A trend line is a line that connects two points A and C and may include a third level. In the figure below, the left side shows the upward trend line and the right side shows the downward trend line.


Trend Line

Trend Line


Trend Line

Trend Line

Note: In the upward trend, the trend line should include the new HL points, and in the downward trend, the trend line should include the new LH points.

Trend Line

Trend Line


Trend Line

Trend Line

Types of trend lines:

1- Inner Line:

2- Outer Line:

3- Long term trend line:

Types of trend line

Types of trend line

tip :

There is never an inner line at the beginning of the chart because the inner line is at the end of the chart and in the heart of the outer line.

Types of trend line

Types of trend line


Types of trend line

Types of trend line


Conclusion :

In this article, we examined technical analysis in forex trading as the best technical analysis course and explained its basic principles in a very practical and simple language. Technical analysis, by examining patterns, charts, helps traders identify different market patterns and make smarter decisions to enter or exit trading opportunities.

During the technical analysis training article from zero to hundred, we learned the basic concepts such as support and resistance, chart patterns, and levels of technical analysis. Also, we examined the use of tools such as break-out setup, pull-back breakout, and conversion of levels and trend lines for better risk management and productivity in forex trading.
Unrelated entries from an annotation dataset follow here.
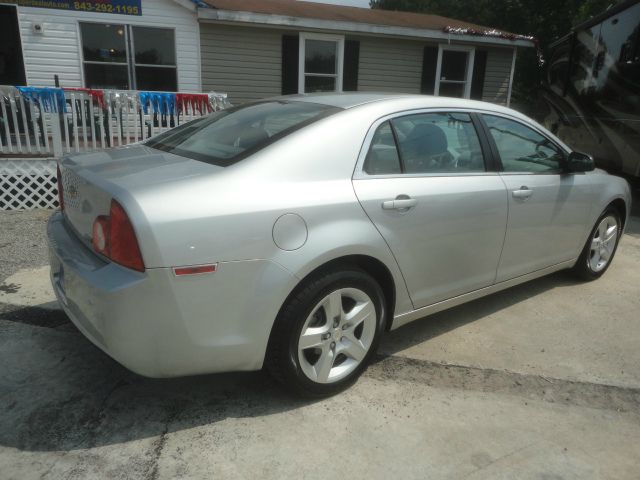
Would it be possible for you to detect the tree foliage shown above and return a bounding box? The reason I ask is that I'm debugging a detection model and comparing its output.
[370,0,620,102]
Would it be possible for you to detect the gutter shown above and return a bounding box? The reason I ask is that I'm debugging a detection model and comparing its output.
[197,8,534,47]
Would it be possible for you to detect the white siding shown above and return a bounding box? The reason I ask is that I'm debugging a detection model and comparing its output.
[200,23,283,104]
[358,37,425,93]
[18,0,201,92]
[482,48,513,105]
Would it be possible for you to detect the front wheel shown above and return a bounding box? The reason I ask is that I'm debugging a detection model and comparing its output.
[573,207,622,280]
[267,268,385,396]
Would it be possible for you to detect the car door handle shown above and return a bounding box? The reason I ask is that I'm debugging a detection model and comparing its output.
[512,185,533,200]
[382,198,418,210]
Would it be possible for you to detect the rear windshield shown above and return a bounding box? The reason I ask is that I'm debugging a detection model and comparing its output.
[146,101,341,167]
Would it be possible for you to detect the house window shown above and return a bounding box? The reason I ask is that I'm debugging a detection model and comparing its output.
[298,33,344,93]
[80,23,178,92]
[434,45,475,98]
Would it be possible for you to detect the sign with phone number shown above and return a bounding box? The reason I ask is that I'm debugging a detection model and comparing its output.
[17,0,142,15]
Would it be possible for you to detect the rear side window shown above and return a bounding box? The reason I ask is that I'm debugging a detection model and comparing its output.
[146,101,341,167]
[364,113,485,175]
[392,113,485,173]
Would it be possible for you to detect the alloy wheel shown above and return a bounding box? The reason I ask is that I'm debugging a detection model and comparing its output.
[587,215,618,272]
[298,288,377,383]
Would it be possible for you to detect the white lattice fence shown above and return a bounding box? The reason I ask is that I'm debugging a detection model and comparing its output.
[0,159,58,210]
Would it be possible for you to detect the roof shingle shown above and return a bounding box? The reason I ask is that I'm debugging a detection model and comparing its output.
[204,0,504,31]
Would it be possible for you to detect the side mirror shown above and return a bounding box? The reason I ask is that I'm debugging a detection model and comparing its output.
[567,152,596,173]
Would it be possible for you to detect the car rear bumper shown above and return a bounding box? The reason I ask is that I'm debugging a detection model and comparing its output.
[47,213,295,377]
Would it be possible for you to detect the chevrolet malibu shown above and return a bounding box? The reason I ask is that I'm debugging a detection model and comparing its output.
[48,94,630,396]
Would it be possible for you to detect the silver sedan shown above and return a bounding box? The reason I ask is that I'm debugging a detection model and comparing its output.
[48,94,631,396]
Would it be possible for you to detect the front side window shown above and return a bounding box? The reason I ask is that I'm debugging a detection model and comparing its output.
[80,23,178,92]
[146,101,341,167]
[483,115,564,173]
[298,34,344,93]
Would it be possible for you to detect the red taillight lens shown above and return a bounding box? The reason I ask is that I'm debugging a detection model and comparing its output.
[91,215,111,257]
[91,200,145,272]
[56,165,64,211]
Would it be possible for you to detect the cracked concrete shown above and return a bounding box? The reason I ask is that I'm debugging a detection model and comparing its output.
[0,208,640,480]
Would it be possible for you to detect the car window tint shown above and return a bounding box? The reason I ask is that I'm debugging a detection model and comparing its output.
[484,115,564,173]
[364,122,401,175]
[146,101,341,167]
[392,113,485,173]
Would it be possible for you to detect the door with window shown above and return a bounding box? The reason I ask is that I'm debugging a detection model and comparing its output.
[435,45,475,98]
[483,115,591,282]
[80,22,178,92]
[353,112,507,308]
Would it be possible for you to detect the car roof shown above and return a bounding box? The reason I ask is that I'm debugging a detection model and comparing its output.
[278,92,517,114]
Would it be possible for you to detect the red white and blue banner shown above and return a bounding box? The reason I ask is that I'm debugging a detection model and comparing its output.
[16,0,142,15]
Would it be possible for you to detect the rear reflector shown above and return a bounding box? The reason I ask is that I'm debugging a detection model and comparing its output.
[56,165,64,212]
[173,263,218,276]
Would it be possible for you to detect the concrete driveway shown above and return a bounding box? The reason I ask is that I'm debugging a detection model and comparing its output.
[0,212,640,480]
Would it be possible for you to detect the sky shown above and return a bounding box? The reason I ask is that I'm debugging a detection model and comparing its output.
[303,0,369,8]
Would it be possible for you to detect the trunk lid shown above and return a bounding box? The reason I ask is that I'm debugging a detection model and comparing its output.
[60,145,223,246]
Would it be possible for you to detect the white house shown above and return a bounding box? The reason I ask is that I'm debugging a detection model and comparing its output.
[0,0,202,92]
[0,0,533,104]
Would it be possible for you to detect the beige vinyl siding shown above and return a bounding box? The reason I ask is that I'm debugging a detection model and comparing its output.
[482,48,513,105]
[200,23,283,104]
[18,0,200,92]
[358,37,424,93]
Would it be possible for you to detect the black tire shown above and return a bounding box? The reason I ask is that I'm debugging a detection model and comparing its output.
[265,267,386,397]
[572,206,622,281]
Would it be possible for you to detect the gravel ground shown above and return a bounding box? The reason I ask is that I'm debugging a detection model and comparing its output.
[0,210,53,283]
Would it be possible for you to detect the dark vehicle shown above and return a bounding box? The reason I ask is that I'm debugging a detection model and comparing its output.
[535,0,640,179]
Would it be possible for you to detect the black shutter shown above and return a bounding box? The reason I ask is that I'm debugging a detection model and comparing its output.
[420,47,438,95]
[342,40,360,92]
[471,50,487,100]
[282,35,300,95]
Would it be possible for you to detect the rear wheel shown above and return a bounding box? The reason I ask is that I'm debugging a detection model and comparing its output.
[267,268,385,396]
[573,207,622,280]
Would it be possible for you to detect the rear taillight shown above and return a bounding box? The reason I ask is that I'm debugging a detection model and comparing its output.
[56,165,64,211]
[91,200,145,272]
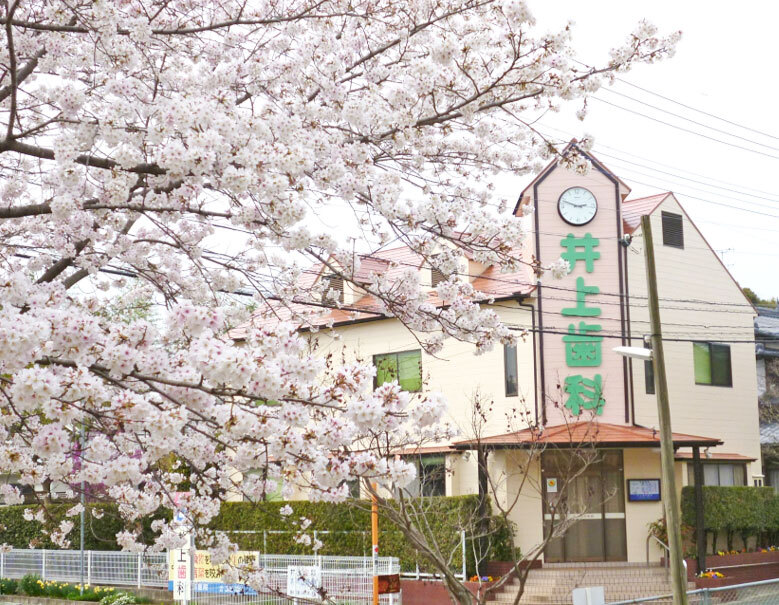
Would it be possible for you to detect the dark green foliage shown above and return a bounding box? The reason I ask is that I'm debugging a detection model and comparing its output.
[0,503,168,550]
[682,486,779,550]
[19,573,44,597]
[211,495,515,573]
[0,578,19,594]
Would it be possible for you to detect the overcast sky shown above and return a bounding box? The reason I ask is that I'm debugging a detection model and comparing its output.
[529,0,779,297]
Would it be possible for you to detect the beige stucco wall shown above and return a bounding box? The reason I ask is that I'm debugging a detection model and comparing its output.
[627,196,760,474]
[531,166,626,425]
[310,301,535,445]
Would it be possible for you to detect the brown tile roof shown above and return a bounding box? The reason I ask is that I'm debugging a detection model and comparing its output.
[230,241,535,339]
[622,191,672,233]
[674,452,757,462]
[452,421,722,449]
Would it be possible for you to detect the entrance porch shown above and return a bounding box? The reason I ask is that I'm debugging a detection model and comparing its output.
[453,421,722,563]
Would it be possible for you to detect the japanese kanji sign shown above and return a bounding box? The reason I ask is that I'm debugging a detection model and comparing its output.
[560,233,605,416]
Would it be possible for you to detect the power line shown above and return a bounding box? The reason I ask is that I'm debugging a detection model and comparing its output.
[617,78,779,141]
[602,88,779,151]
[590,97,779,160]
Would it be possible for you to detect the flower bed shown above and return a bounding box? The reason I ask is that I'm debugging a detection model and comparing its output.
[0,574,151,605]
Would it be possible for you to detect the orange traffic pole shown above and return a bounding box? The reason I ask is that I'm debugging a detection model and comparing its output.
[371,483,379,605]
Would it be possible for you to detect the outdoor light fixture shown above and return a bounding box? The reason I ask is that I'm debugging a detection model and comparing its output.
[612,347,652,361]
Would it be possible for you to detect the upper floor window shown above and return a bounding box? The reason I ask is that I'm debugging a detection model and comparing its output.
[406,454,446,496]
[503,345,519,397]
[661,211,684,248]
[373,349,422,392]
[692,342,733,387]
[322,275,344,302]
[430,267,446,288]
[687,462,747,486]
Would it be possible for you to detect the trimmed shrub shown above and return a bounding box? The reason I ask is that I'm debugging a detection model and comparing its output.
[211,495,516,573]
[682,485,779,550]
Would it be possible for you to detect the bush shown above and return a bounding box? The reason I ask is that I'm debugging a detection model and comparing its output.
[0,578,19,594]
[211,495,515,573]
[682,486,779,550]
[19,573,45,597]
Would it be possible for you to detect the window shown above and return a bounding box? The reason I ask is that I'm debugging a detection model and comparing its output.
[322,275,344,302]
[692,342,733,387]
[687,462,747,486]
[406,454,446,496]
[661,212,684,248]
[644,359,655,395]
[430,267,446,288]
[373,349,422,392]
[503,345,519,397]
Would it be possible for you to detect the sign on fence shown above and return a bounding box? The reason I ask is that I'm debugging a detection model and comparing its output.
[169,549,192,601]
[287,565,322,600]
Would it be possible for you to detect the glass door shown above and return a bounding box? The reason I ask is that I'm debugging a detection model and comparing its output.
[541,450,627,563]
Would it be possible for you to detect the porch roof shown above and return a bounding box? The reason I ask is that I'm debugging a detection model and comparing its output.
[452,421,722,450]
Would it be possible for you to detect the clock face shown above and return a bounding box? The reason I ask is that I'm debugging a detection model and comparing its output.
[557,187,598,225]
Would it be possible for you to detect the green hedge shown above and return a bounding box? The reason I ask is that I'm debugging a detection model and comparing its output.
[211,495,516,574]
[0,503,162,550]
[0,495,517,574]
[682,486,779,550]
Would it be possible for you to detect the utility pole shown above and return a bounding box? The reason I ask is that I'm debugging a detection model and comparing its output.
[371,483,379,605]
[641,215,688,605]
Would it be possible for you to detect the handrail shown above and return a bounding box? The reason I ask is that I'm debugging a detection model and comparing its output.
[646,534,687,577]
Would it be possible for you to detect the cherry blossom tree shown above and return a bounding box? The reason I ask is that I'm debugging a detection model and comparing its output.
[0,0,678,576]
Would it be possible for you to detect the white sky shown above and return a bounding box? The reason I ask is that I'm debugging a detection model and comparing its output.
[517,0,779,297]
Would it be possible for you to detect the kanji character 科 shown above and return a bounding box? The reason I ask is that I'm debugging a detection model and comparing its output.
[565,374,606,416]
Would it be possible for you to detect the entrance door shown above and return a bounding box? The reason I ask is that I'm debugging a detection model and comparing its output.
[541,450,627,563]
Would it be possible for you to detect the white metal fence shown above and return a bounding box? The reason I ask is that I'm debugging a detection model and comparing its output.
[0,549,401,605]
[0,549,168,588]
[609,579,779,605]
[193,554,402,605]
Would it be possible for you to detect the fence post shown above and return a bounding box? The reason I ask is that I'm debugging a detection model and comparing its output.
[460,529,468,582]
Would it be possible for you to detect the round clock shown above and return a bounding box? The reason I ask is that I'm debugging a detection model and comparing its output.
[557,187,598,225]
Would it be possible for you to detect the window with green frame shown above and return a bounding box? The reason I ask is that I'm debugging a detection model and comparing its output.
[692,342,733,387]
[373,349,422,392]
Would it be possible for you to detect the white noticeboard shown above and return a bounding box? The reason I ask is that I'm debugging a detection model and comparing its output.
[571,586,606,605]
[287,565,322,600]
[170,549,192,601]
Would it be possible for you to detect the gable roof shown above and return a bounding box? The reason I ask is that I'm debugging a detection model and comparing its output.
[514,139,631,216]
[622,191,673,235]
[230,241,536,340]
[452,420,722,449]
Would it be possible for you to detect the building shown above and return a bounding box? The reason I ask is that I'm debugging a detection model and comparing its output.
[755,307,779,493]
[241,145,763,561]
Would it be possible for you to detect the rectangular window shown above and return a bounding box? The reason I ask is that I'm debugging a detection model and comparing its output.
[373,349,422,392]
[503,345,519,397]
[405,454,446,497]
[644,359,655,395]
[430,267,446,288]
[322,275,344,302]
[661,211,684,248]
[687,462,746,486]
[692,342,733,387]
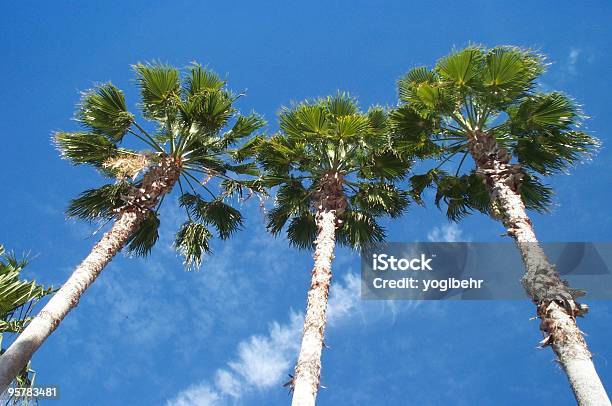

Technical analysis allows traders to take advantage of market patterns and charts and make decisions based on accurate and methodical analysis. By deeply understanding and following these principles, traders can improve their trading process and achieve greater profitability in the challenging world of forex trading.

In the end, mastering technical analysis is considered one of the most important tools for traders to dominate the market.